A Laura le encantaban las flores. Puede que tuviera que ver con el hecho de que sus padres tuvieran un invernadero repleto de ellas. Un espacio lleno de vida y color en el que le encantaba perderse cada vez que estaba preocupada por algo.
Le gustaban las rosas amarillas, pero las camelias eran sus preferidas. También lo eran para su abuela y quizá por eso tenían ese significado tan especial para la niña.
Laura aún era muy pequeña para cultivar sus propias flores, para plantar la semilla, regarla, abonarla, podarla…. Por eso le gustaba sentarse en su taburete a observar cómo su padre se detenía con el mismo mimo en cada uno de los geranios. A mirar cómo les hablaba a las orquídeas para que crecieran llenas de color. Le gustaba ver cómo su madre elegía con detenimiento cada una de las flores con las que preparaba los ramos que les encargaban los vecinos del pueblo. Siempre se preocupaba de que los colores formasen un conjunto especial. Con eso, con observarles, a Laura le bastaba.
Las cosas empezaron a cambiar cuando la gente empezó a dejar de comprar ramos de flores.
- Regalar flores ya no está de moda, parece ser - se lamentaba decepcionada la madre de Laura cada vez que se iban a la cama sin haber recibido una sola llamada.
Laura no entendía por qué la gente ya no regalaba flores, o compraba plantas o semillas para plantar en su jardín, con lo bonito que era verlas crecer hasta convertirse en un espectáculo de color cada primavera. Así que empezó a sentarse cada vez menos en ese taburete desde el que observaba el cariño con el que sus padres trataban a las plantas, a cada brote y a cada nuevo capullo.

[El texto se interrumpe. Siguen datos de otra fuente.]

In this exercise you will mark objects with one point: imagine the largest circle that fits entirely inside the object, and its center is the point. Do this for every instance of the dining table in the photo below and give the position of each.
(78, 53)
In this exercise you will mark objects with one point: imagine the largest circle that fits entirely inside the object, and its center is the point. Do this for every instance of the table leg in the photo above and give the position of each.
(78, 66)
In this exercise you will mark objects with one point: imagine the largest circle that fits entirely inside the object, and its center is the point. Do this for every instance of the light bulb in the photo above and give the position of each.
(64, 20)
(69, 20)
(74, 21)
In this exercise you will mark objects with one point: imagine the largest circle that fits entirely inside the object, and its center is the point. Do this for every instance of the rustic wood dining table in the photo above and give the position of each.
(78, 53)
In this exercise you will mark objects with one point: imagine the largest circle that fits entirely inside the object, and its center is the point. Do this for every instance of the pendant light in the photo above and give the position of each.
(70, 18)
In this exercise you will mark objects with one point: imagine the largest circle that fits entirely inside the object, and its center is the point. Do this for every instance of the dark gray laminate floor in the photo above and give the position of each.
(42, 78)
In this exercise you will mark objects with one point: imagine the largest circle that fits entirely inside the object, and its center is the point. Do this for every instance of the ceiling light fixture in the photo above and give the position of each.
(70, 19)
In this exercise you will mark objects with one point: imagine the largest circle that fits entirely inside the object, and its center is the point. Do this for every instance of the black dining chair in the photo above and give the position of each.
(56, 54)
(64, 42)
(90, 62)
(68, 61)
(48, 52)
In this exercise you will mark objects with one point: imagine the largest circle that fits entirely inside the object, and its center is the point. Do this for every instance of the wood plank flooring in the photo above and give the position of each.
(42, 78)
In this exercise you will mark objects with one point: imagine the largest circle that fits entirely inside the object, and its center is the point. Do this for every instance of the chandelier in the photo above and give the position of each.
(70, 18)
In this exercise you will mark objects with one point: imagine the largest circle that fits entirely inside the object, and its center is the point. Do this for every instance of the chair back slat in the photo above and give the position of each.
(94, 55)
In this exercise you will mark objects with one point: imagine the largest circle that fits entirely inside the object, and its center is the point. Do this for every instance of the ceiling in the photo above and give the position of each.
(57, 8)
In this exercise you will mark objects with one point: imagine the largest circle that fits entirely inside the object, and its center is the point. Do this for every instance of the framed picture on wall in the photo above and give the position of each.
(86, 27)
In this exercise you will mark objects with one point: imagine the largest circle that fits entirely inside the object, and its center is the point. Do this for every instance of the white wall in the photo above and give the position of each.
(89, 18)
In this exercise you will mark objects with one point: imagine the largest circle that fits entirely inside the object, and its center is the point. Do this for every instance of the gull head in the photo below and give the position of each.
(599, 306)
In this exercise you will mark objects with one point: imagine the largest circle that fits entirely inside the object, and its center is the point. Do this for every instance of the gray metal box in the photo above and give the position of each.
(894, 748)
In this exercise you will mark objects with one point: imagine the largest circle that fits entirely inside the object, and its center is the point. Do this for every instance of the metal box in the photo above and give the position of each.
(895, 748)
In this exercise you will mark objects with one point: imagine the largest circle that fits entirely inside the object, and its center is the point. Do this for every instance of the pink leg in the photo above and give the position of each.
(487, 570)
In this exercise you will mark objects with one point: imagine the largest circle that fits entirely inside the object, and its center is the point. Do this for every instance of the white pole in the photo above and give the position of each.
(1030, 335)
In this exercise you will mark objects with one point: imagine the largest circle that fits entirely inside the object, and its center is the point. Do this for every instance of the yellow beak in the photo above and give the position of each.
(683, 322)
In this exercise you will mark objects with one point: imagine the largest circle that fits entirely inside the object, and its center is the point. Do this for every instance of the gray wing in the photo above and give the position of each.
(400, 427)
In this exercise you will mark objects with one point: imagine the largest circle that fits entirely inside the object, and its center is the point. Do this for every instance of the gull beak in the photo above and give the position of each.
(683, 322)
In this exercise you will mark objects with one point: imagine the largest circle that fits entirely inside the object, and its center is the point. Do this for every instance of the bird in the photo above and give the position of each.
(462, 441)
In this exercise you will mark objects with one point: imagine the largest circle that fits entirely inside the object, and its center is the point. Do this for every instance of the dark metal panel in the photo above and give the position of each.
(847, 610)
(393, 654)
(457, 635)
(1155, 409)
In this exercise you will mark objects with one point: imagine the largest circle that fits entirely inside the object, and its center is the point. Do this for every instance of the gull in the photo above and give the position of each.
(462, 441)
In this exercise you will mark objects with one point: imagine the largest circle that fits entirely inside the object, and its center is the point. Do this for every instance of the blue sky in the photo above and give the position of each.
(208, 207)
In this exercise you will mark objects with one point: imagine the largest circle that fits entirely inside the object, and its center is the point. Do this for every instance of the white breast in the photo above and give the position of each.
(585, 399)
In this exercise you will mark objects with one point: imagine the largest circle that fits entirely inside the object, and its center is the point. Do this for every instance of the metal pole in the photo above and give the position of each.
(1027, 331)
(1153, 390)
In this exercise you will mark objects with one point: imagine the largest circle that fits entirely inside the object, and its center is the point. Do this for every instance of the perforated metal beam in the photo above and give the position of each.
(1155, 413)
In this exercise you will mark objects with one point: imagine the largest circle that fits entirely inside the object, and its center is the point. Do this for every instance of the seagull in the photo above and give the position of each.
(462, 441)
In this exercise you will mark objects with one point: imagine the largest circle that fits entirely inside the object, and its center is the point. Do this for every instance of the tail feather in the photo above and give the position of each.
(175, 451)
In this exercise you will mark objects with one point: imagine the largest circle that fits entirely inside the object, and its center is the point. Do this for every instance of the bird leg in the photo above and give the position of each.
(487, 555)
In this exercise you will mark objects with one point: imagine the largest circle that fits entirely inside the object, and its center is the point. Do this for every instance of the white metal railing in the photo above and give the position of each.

Tan triste se volvió todo en casa de Laura que hasta las plantas empezaron a ponerse mustias. Tanto que dejaron de florecer. Era como si no quisieran crecer.
Un día, Laura se sentó en su taburete a pensar. Quería encontrar una solución para que el invernadero volviera a ser el de antes. Tras mucho pensar decidió que podía probar a tratar a las flores con el mismo cariño con el que había visto a sus padres hacerlo. Las regaría con mimo, les hablaría con cuidado y hasta les cantaría las canciones que aprendiese en el colegio.
Tras unos días cuidando de las flores sin que nadie lo supiera, de repente, un buen día comenzaron a florecer de nuevo. El invernadero se llenó de color y la alegría volvió a casa de Laura. Eso hizo que la mamá de Laura tuviera una gran idea que hizo que su negocio volviese a funcionar: a partir de ahora ya no solo venderían flores, sino que también impartirían cursos de jardinería para que la gente aprendiese a cuidar de las plantas de su jardín.
La idea entusiasmó a la pequeña, que decidió guardar en secreto lo que había sucedido.